Upon First Looking into Chapman’s Homer by John Keats
“On First Looking into Chapman’s Homer” by English Romantic poet John Keats. This sonnet tells of the delight and astonishment the author felt while reading the ancient Greek poet Homer in a new translation by Elizabethan playwright George Chapman.
On first looking into Chapman’s Homer
by John Keats (1795–1821)
MUCH have I travell’d in the realms of gold,
And many goodly states and kingdoms seen;
Round many western islands have I been
Which bards in fealty to Apollo hold.
Oft of one wide expanse had I been told
That deep-brow’d Homer ruled as his demesne;
Yet did I never breathe its pure serene
Till I heard Chapman speak out loud and bold:
Then felt I like some watcher of the skies
When a new planet swims into his ken;
Or like stout Cortez when with eagle eyes
He star’d at the Pacific—and all his men
Look’d at each other with a wild surmise—
Silent, upon a peak in Darien.
***
Here is the poem, spoken by Tom Bedlam (you need to listen to this in order to learn how to correctly pronounce demesne):
STUDY GUIDE: Professor Lilia Melani has created an excellent study guide for this poem. This will help you find and understand Keats’ many allusions.
Biography of John Keats
Here’s a quote from this 1911 biography of Keats: “Keats has been promoted by modern criticism to a place beside Shakespeare. The faultless force and the profound subtlety of his deep and cunning instinct for the absolute expression of absolute natural beauty can hardly be questioned or overlooked; and this is doubtless the one main distinctive gift or power which denotes him as a poet among all his equals, and gives him a right to rank for ever beside Coleridge and Shelley.” It is interesting to note that Keats is now more frequently mentioned together with Byron and Shelley, rather than Coleridge.
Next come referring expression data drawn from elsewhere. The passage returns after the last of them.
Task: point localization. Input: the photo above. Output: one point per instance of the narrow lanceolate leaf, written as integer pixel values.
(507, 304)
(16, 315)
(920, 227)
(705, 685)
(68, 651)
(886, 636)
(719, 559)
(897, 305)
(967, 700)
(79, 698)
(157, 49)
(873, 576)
I don’t think I’d rank him with Shakespeare, but he certainly had a poetic genius.
George Chapman
Here’s a quote from the excellent Poetry Foundation biography of George Chapman: “If one can isolate a central passion in Chapman’s life and works, it would be the central project of Renaissance Christian humanism: an attempt to make literature (among the other disciplines) an instrument for both an upright private ethics and a benevolent and just public policy. In more parochial terms the project intended as well to establish a national literature powerful enough to rival the Latin and the Greek.” I recommend reading the entire biography to learn more about the author whose compelling text inspired Keats and others.
Chapman’s translation of The Odysseys of Homer, Part I
Note the allusion in the title of Professor Leland Ryken’s book, Realms of Gold: The Classics in Christian Perspective. The more you read, the more connections you can make.